We were delighted to read this sentence. What you have described—a circle of overseers who work in perpetuity to restrain the president—is very familiar to us. Our president, like yours, is limited to two consecutive four-year terms. His powers are also severely circumscribed. He has a national security council, but he and his council do not establish our nation’s policies.
In our system, true power lies with the chamber that oversees the president. For you, this chamber is the Senate, controlled by your Republican caucus. For us, it is the Council of Guardians. Members of our council, like members of your Senate, serve six-year terms. The council may veto any legislation, which, in its judgment, violates our republic’s guiding body of law. For us, that body of law is Sharia.
Wait, it gets even better, with a nice skewering of "constitutional conservatism" with its divinely ordained founding documents that trump democracy:
Our intelligence agencies told us that in your country, the guiding document is your Constitution. Recently, however, we watched videos from your “Conservative Political Action Conference.” Several of your senators spoke there about the abomination of homosexual marriage and the importance of protecting religion. Our assessment is that your senators interpret your Constitution in accordance with the Christian Bible, just as our council applies our Constitution in the light of the Holy Quran. We particularly enjoyed the speech of your senator from Texas, Ted Cruz, who called on your government to fight for Christians abroad. This is in agreement with our own policy of coming to the aid of faithful Muslims everywhere.

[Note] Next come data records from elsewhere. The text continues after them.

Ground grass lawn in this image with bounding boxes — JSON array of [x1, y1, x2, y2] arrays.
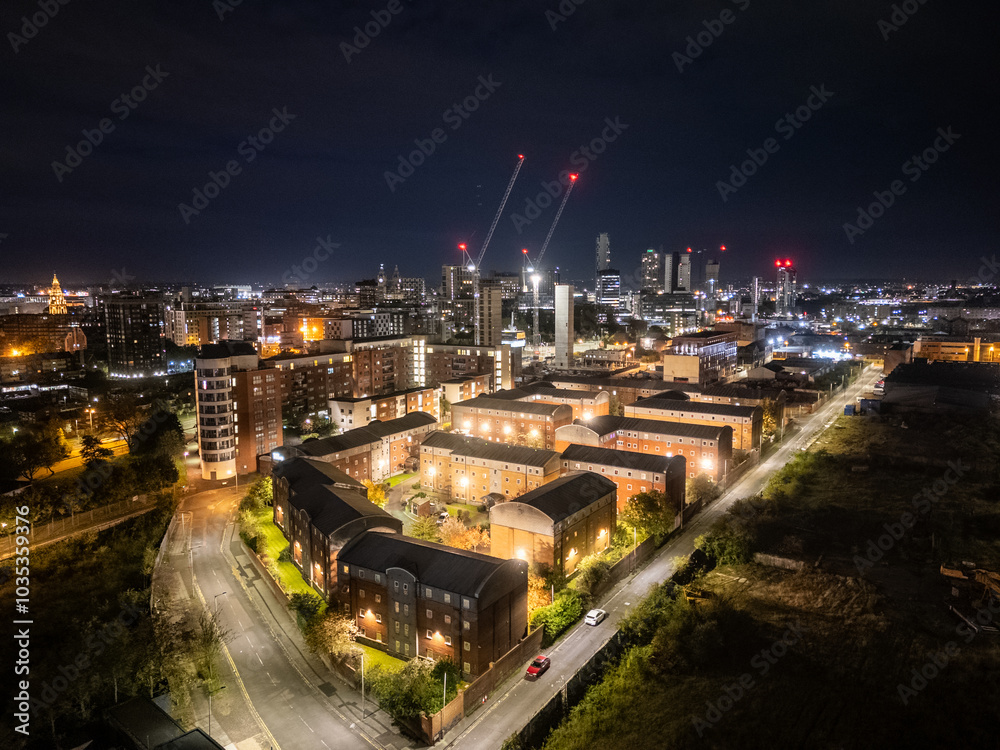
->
[[250, 507, 316, 597], [386, 472, 417, 488], [357, 643, 406, 672]]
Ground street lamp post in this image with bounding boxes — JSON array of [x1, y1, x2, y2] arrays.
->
[[214, 591, 227, 615], [208, 684, 227, 737], [361, 651, 366, 719]]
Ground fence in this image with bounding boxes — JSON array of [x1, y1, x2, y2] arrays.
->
[[421, 626, 546, 743], [0, 494, 155, 560]]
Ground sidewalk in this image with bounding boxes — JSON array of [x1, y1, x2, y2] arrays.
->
[[220, 517, 418, 749]]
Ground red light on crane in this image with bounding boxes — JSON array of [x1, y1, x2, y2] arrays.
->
[[569, 173, 578, 181], [775, 260, 781, 267], [785, 259, 792, 267], [720, 245, 726, 251], [518, 154, 524, 160], [687, 247, 692, 253], [522, 248, 528, 254], [458, 243, 467, 251]]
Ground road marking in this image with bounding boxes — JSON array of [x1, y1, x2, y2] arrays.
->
[[300, 716, 314, 732]]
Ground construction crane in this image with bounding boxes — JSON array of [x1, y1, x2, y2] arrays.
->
[[459, 154, 525, 346], [522, 173, 578, 347]]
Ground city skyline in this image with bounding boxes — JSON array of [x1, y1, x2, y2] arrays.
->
[[2, 2, 997, 286]]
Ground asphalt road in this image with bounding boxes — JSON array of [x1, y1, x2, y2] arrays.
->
[[446, 367, 880, 750], [177, 487, 416, 750]]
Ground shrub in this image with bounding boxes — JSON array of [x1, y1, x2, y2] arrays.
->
[[530, 588, 585, 646], [575, 554, 611, 599], [277, 545, 292, 564]]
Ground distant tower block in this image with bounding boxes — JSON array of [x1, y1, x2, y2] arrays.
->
[[48, 273, 67, 315], [555, 284, 575, 369]]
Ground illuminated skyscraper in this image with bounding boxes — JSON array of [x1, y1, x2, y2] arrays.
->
[[776, 260, 797, 315], [640, 249, 664, 294]]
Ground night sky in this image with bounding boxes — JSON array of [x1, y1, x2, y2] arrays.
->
[[2, 0, 997, 287]]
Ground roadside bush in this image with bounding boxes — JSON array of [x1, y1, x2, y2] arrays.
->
[[277, 545, 293, 564], [530, 589, 585, 646], [575, 554, 611, 599]]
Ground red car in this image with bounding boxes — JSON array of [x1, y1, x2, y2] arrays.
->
[[526, 655, 551, 679]]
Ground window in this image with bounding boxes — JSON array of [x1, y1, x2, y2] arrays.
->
[[404, 604, 409, 616], [375, 594, 381, 603], [464, 661, 471, 673], [395, 621, 400, 633], [394, 601, 399, 613], [359, 589, 365, 599], [376, 632, 382, 643], [403, 584, 408, 595], [444, 615, 452, 625], [426, 629, 434, 639], [395, 640, 400, 652], [445, 636, 452, 646], [359, 627, 366, 637], [342, 564, 349, 574], [358, 608, 365, 617], [394, 581, 399, 592], [375, 614, 382, 624], [405, 624, 410, 635], [343, 603, 349, 614], [462, 598, 470, 610], [425, 587, 433, 598], [426, 609, 433, 619], [464, 641, 471, 651], [444, 593, 451, 604], [358, 570, 365, 579], [375, 574, 381, 583], [405, 644, 410, 656]]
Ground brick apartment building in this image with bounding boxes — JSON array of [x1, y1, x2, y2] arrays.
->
[[490, 472, 617, 577], [624, 394, 763, 452], [272, 458, 402, 598], [336, 530, 528, 678], [278, 411, 437, 482], [451, 396, 573, 450], [542, 375, 703, 408], [661, 330, 738, 385], [555, 415, 732, 483], [560, 445, 686, 513], [489, 383, 611, 421], [419, 431, 561, 503], [329, 385, 440, 431]]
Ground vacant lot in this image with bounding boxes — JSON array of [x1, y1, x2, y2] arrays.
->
[[540, 412, 1000, 749]]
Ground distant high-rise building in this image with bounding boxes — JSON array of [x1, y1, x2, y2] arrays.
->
[[676, 253, 691, 293], [442, 265, 474, 300], [776, 260, 797, 315], [103, 296, 167, 377], [705, 260, 720, 298], [47, 274, 67, 315], [595, 233, 611, 286], [596, 270, 622, 309], [555, 284, 574, 369], [477, 281, 503, 347], [640, 249, 664, 294]]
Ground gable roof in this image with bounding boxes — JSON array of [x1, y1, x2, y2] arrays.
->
[[577, 415, 731, 441], [288, 483, 394, 535], [561, 444, 684, 475], [338, 530, 510, 597], [420, 431, 559, 467], [272, 456, 364, 491], [629, 397, 760, 418], [509, 471, 617, 522], [294, 412, 437, 456], [453, 396, 569, 416]]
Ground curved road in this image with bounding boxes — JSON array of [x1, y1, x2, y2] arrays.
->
[[166, 487, 417, 749]]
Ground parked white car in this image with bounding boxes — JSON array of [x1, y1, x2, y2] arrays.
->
[[584, 609, 607, 626]]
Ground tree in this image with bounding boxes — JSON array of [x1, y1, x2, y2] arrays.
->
[[527, 572, 551, 614], [289, 592, 325, 627], [762, 398, 780, 441], [194, 611, 233, 682], [438, 516, 468, 548], [105, 394, 145, 451], [575, 553, 611, 599], [80, 434, 113, 466], [133, 408, 184, 457], [410, 515, 440, 542], [687, 474, 721, 506], [621, 490, 676, 540], [0, 423, 70, 481], [239, 477, 273, 513], [363, 479, 390, 508], [304, 611, 359, 657], [608, 393, 623, 417]]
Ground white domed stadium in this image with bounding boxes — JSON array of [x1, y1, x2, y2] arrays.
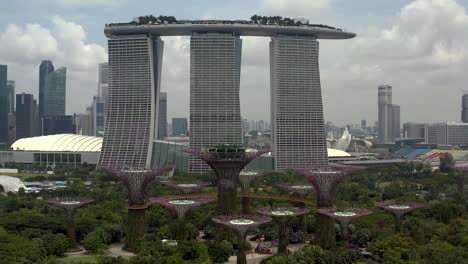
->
[[0, 176, 26, 193]]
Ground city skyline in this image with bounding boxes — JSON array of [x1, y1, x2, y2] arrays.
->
[[1, 0, 468, 125]]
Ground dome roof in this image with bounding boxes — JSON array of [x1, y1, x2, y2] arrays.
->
[[11, 134, 102, 152], [0, 176, 26, 193]]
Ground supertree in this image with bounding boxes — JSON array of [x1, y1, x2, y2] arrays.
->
[[212, 215, 272, 264], [277, 183, 315, 233], [98, 166, 172, 251], [238, 171, 269, 214], [161, 181, 211, 194], [185, 146, 270, 215], [257, 207, 310, 255], [150, 196, 215, 240], [292, 165, 366, 249], [454, 164, 467, 195], [47, 197, 93, 251], [375, 202, 424, 232], [317, 208, 372, 247]]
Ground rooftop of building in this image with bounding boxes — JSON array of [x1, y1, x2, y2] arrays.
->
[[10, 134, 102, 152], [105, 15, 355, 39]]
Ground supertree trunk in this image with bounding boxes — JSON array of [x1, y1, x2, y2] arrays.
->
[[241, 196, 250, 215], [218, 175, 238, 215], [125, 209, 146, 251], [394, 214, 402, 233], [316, 214, 336, 249], [237, 234, 247, 264], [340, 224, 350, 247], [178, 219, 187, 241], [277, 220, 289, 255], [66, 209, 78, 250]]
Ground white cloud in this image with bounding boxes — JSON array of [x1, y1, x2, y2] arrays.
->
[[0, 16, 107, 114], [261, 0, 330, 17], [53, 0, 127, 7]]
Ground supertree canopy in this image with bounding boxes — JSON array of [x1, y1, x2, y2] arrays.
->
[[98, 166, 173, 251], [375, 202, 424, 232], [150, 196, 214, 240], [185, 146, 270, 215], [317, 208, 372, 247], [47, 197, 93, 251], [292, 165, 366, 249], [212, 214, 272, 264], [161, 181, 211, 194], [277, 183, 315, 197], [238, 171, 268, 214], [257, 207, 310, 255]]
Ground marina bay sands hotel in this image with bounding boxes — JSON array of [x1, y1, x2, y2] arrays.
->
[[98, 18, 356, 173]]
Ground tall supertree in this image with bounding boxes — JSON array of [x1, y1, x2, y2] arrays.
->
[[99, 166, 172, 251], [292, 165, 366, 249], [212, 215, 271, 264], [317, 208, 372, 247], [185, 146, 270, 215], [161, 181, 211, 194], [47, 197, 93, 251], [257, 207, 310, 255], [454, 164, 467, 195], [375, 202, 424, 232], [238, 171, 268, 214], [277, 183, 315, 233], [150, 196, 214, 240]]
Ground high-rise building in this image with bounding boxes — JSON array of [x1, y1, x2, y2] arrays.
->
[[98, 62, 109, 101], [189, 33, 243, 173], [172, 118, 188, 136], [43, 115, 75, 135], [6, 81, 15, 113], [270, 35, 328, 170], [361, 119, 366, 130], [0, 65, 8, 149], [425, 122, 468, 146], [32, 100, 40, 136], [75, 110, 93, 136], [157, 92, 167, 139], [92, 96, 105, 136], [378, 85, 400, 144], [44, 67, 66, 117], [403, 122, 426, 138], [16, 93, 35, 140], [39, 60, 54, 118], [98, 35, 164, 169], [462, 93, 468, 123]]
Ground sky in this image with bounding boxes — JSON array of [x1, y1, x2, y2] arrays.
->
[[1, 0, 468, 126]]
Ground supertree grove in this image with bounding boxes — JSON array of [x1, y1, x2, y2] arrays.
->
[[98, 166, 173, 251], [161, 181, 211, 194], [150, 196, 215, 240], [257, 207, 310, 255], [47, 197, 94, 251], [238, 171, 268, 214], [292, 165, 366, 248], [212, 215, 272, 264], [375, 202, 424, 232], [277, 183, 315, 233], [317, 208, 373, 247], [185, 146, 270, 214]]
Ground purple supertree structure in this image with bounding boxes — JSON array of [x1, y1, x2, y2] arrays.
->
[[257, 207, 310, 255], [47, 197, 93, 251], [185, 147, 270, 215], [277, 183, 315, 233], [317, 208, 373, 247], [292, 165, 366, 249], [375, 202, 424, 232], [150, 196, 215, 240], [212, 215, 272, 264], [98, 166, 173, 251], [238, 171, 269, 214], [454, 164, 467, 195], [161, 181, 211, 194]]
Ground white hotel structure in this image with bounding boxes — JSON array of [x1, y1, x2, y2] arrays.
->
[[98, 19, 356, 172]]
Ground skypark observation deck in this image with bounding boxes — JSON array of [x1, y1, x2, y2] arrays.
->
[[104, 21, 355, 39]]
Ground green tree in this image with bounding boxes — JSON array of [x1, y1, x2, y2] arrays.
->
[[82, 227, 110, 253], [439, 153, 455, 173], [37, 232, 68, 256]]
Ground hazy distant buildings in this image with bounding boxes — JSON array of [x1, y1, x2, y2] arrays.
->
[[189, 33, 243, 173], [44, 67, 66, 117], [6, 81, 14, 113], [403, 122, 426, 139], [378, 85, 400, 144], [43, 115, 74, 135], [0, 65, 8, 149], [39, 60, 54, 118], [98, 62, 109, 101], [16, 93, 35, 140], [270, 35, 328, 170], [425, 122, 468, 146], [172, 118, 188, 136], [462, 93, 468, 123], [158, 92, 167, 139]]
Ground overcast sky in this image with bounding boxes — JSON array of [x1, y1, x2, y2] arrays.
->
[[1, 0, 468, 126]]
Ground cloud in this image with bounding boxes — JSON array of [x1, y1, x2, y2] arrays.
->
[[261, 0, 330, 17], [53, 0, 127, 7], [0, 16, 107, 114]]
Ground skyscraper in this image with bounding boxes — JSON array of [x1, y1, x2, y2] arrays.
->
[[270, 35, 328, 170], [39, 60, 54, 118], [461, 93, 468, 123], [172, 117, 188, 136], [378, 85, 401, 144], [32, 100, 40, 136], [6, 80, 14, 113], [16, 93, 35, 140], [98, 62, 109, 100], [98, 35, 164, 169], [43, 115, 75, 135], [158, 92, 167, 139], [0, 65, 8, 149], [189, 33, 243, 173], [44, 67, 66, 117]]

We are in great admiration of Sen. Cruz. In our republic, he would be an Ayatollah Uzma. We appreciate his signature on your letter and his steadfastness in correcting your president. Many of us were dismayed to learn that Sen. Cruz was criticized in your country for withholding the government’s operating funds in order to block the implementation of a health care law. Some Americans even called the senator a hostage taker.
After some more amusing talk about Tom Cotton reminding the mullahs of the audacious young Revolutionary Guards of 1979, Saletan's "letter" concludes:
Prompted by your letter, our council has decided to end the talks with your secretary of state and dismiss nuclear inspectors from our country. We look forward to working with you in the future on other matters of common interest, such as prayer, capital punishment, and troops in Iraq.
Yeah, life does sometimes imitate parody.